Baby Naming

Generating Novel Names with Markov Model

Feb 23, 2017

When it comes to naming a baby, most parent follow name fads while a small proportion is bold enough to name their babies in creative ways. Either way, they all need to make sure the names are pronounceable, otherwise the name would lose its primary purpose. That throws a question: How can we generate names that sounds normal?

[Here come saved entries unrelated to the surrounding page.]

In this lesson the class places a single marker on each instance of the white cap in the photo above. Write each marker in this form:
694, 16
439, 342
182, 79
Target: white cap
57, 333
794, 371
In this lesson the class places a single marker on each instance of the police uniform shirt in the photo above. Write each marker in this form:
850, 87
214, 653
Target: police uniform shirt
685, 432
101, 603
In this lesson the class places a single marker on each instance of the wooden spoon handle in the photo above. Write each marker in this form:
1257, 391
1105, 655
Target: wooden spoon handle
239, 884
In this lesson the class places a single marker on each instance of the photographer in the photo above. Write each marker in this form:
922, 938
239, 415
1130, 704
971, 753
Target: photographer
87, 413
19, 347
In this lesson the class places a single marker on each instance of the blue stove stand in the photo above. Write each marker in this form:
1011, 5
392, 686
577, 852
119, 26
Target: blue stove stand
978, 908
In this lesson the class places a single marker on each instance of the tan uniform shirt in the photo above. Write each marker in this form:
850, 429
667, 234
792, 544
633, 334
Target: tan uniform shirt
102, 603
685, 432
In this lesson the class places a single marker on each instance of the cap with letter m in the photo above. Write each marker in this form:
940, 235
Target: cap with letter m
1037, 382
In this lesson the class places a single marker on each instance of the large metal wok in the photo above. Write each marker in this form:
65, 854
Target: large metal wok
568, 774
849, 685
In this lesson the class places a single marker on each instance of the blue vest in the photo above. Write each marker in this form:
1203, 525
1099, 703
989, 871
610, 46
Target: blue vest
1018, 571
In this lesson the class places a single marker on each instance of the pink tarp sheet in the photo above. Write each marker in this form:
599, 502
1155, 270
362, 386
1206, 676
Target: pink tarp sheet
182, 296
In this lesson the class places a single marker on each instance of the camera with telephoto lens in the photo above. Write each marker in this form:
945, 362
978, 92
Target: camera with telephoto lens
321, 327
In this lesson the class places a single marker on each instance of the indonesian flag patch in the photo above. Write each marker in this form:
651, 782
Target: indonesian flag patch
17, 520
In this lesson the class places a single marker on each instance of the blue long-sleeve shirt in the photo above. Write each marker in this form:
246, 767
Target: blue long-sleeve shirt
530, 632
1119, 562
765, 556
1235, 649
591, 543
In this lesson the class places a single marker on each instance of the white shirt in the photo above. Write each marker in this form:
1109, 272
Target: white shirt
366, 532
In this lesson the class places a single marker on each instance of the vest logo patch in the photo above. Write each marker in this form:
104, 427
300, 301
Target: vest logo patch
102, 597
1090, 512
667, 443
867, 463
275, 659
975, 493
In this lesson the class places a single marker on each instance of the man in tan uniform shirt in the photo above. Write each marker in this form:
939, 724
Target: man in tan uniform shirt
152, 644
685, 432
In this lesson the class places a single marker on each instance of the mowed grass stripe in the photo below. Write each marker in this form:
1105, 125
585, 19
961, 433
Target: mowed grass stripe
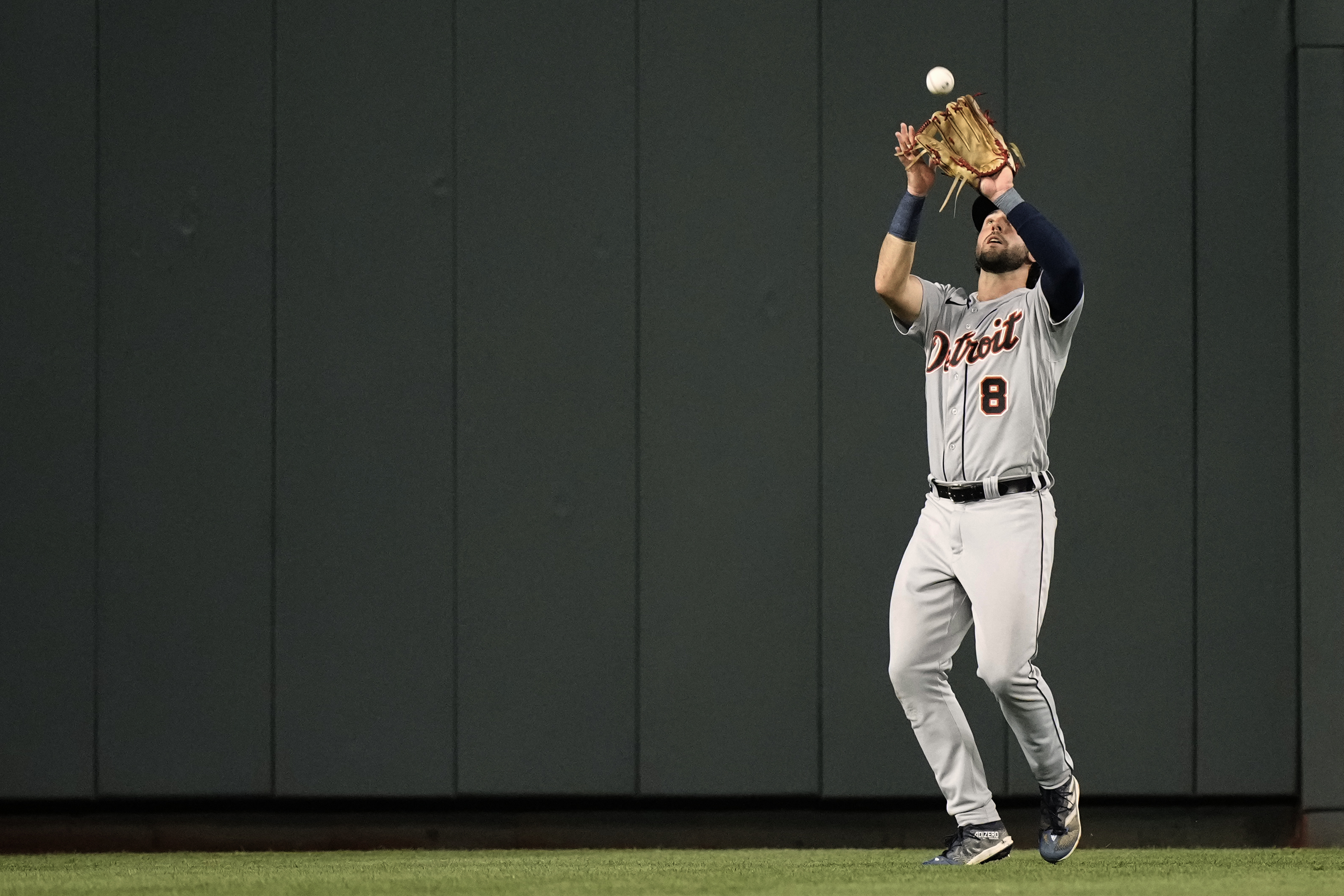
1223, 872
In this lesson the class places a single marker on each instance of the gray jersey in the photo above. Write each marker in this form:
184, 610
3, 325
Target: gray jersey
991, 372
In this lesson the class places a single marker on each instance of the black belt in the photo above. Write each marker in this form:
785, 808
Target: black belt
976, 491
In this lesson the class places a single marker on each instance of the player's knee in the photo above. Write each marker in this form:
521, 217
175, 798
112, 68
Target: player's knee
998, 679
908, 678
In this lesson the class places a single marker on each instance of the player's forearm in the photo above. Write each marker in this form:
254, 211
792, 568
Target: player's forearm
895, 260
1061, 272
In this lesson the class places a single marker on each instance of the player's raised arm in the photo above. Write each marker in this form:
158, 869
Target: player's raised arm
1061, 272
894, 284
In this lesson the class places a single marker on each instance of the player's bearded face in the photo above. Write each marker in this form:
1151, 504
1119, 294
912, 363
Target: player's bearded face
1000, 249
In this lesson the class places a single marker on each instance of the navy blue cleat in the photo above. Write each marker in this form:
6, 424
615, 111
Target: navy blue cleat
1061, 824
975, 844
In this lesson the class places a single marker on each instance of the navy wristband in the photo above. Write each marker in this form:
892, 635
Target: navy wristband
905, 223
1008, 201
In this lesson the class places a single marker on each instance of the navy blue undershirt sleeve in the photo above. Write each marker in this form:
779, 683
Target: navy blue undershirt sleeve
1061, 273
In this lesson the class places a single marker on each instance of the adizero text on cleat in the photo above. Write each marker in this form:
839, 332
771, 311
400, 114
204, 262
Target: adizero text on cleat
1061, 823
975, 845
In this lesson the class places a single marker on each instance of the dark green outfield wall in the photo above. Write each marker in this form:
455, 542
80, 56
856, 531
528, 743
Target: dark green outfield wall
491, 398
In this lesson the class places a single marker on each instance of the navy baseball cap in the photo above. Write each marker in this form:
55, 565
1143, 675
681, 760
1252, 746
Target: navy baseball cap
980, 211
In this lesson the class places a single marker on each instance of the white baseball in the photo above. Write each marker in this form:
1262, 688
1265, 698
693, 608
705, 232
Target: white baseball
940, 81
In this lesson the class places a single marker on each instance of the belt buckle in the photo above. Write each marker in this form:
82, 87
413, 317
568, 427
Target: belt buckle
963, 493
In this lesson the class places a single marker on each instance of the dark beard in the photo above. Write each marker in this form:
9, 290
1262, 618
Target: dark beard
1002, 261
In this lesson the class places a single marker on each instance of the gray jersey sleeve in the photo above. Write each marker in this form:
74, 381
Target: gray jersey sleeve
931, 312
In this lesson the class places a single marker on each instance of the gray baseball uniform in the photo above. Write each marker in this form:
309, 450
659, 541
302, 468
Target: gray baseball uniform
991, 372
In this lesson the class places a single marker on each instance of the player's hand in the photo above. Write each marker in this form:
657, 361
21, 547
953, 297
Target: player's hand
918, 175
998, 185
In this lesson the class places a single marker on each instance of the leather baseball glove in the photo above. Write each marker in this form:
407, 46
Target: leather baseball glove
963, 141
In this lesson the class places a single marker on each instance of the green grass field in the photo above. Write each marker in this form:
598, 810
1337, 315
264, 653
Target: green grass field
1223, 872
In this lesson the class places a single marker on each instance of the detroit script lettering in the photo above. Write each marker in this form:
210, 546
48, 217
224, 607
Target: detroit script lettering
945, 354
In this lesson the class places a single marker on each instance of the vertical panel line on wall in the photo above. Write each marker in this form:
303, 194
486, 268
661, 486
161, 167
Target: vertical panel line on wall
1194, 390
97, 354
1295, 377
820, 421
457, 378
275, 361
639, 295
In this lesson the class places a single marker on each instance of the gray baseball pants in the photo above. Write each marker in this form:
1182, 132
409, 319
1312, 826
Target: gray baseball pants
984, 562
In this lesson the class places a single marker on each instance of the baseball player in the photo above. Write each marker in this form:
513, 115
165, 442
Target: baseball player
984, 545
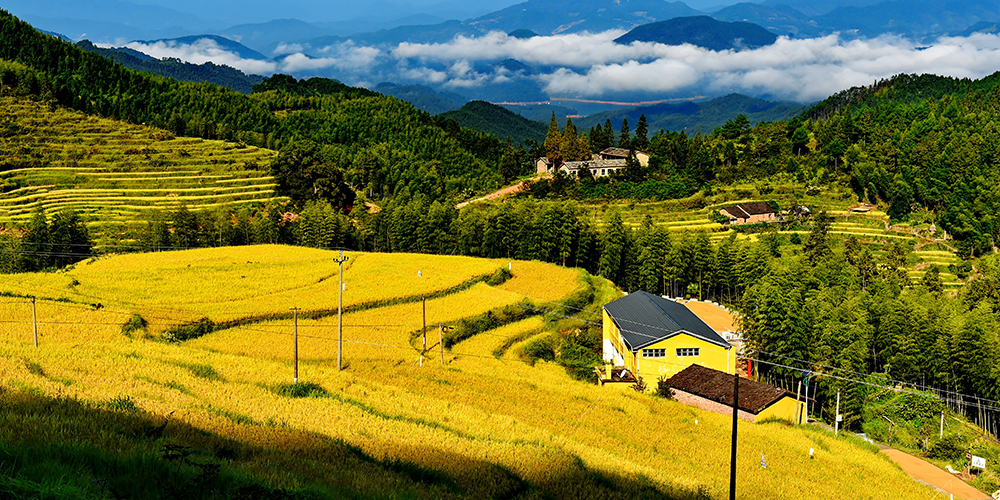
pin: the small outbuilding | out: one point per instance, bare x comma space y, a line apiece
749, 213
712, 390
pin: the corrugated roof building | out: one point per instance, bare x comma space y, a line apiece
655, 337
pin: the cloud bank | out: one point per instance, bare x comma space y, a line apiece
592, 65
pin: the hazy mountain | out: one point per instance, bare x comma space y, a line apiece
702, 31
561, 16
694, 117
265, 37
224, 43
986, 27
172, 68
915, 18
423, 97
780, 19
502, 123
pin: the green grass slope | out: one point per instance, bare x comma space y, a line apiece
110, 171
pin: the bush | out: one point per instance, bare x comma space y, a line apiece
204, 326
134, 324
663, 388
951, 447
300, 390
639, 385
540, 349
499, 277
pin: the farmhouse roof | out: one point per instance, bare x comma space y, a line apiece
717, 386
622, 152
576, 165
745, 210
644, 319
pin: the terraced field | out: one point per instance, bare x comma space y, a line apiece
871, 228
113, 171
476, 426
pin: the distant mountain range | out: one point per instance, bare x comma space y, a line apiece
702, 31
186, 72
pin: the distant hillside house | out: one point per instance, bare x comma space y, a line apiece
622, 154
598, 168
712, 390
749, 213
650, 336
603, 164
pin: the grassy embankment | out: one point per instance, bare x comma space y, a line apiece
84, 414
872, 229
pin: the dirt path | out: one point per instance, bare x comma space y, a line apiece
496, 194
929, 473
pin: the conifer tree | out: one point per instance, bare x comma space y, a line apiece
553, 142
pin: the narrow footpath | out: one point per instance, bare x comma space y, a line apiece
930, 474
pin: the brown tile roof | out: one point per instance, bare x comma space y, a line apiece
717, 386
745, 210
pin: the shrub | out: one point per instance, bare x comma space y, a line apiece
540, 349
951, 447
134, 324
300, 390
122, 404
663, 388
204, 326
499, 277
639, 385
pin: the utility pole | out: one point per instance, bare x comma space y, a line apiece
340, 314
34, 320
836, 417
295, 315
423, 349
736, 418
798, 407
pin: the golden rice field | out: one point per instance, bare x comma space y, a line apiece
485, 427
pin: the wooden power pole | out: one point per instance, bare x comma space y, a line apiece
340, 313
295, 315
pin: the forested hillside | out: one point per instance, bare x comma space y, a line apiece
224, 76
383, 146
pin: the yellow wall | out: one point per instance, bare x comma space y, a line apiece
783, 409
710, 355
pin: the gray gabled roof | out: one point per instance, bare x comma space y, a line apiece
644, 319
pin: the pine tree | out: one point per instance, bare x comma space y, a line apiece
640, 142
553, 142
624, 140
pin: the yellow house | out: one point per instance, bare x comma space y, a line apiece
712, 390
650, 337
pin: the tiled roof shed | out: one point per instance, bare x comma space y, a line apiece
717, 386
745, 210
644, 319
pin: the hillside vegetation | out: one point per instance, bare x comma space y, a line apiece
217, 416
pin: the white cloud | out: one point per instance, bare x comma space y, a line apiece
592, 65
288, 48
803, 70
202, 51
345, 57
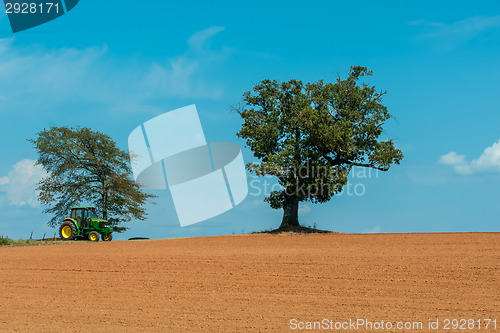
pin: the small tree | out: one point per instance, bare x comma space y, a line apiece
87, 167
309, 136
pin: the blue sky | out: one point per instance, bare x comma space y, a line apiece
112, 67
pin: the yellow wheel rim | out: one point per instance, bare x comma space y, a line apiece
66, 231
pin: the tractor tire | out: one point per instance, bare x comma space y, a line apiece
93, 236
68, 231
107, 238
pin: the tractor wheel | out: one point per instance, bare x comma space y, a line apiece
68, 231
93, 236
107, 238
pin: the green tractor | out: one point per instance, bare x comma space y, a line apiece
84, 224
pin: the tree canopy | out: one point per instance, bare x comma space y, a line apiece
87, 167
310, 135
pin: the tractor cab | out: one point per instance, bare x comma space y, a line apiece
84, 216
84, 223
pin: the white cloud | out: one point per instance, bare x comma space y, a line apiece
180, 76
68, 75
20, 184
488, 162
452, 158
374, 230
451, 35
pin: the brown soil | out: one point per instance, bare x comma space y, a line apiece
251, 283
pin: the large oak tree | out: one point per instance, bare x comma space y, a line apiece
309, 136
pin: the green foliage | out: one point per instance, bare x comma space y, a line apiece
87, 167
310, 135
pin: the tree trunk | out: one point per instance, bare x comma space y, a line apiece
290, 213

In this post, I'll try to tackle this question with a Markov Chain, which models a random variable that changes over time steps, given the assumption that the current step only depends on the previous N steps. In this case, the random variable is the letter in the name. If the currently letter depends on the previous letter, we call it First-order Markov Chain; If it depends on the previous two letters, we call it Second-order Markov Chain... You get the idea. That said, I'm going to generate some names letter by letter.

Specifically, for a second-order Markov Chain, a letter will be chosen randomly, weighted by its occurrence after its previous two letters. For example let us assume we have just three names in our dataset: [ Timothy, Tim, Tiana ]. If we have already selected “Ti” to start our new name and are trying to choose the third letter, we would generate a random number and use it to choose between “a” and “m”. Since “a” occurs 33% of time after “Ti” and “m” occurs 66% of the time, we would select “m” twice as often as "a".

Code is up here.

This name generator is a thrid-order Markov Chain that's trained using 1K boy names and 1K girl names. If you notice familar names being generated, note that they do not exist in the training data. The model simply learns what sounds normal to be a name.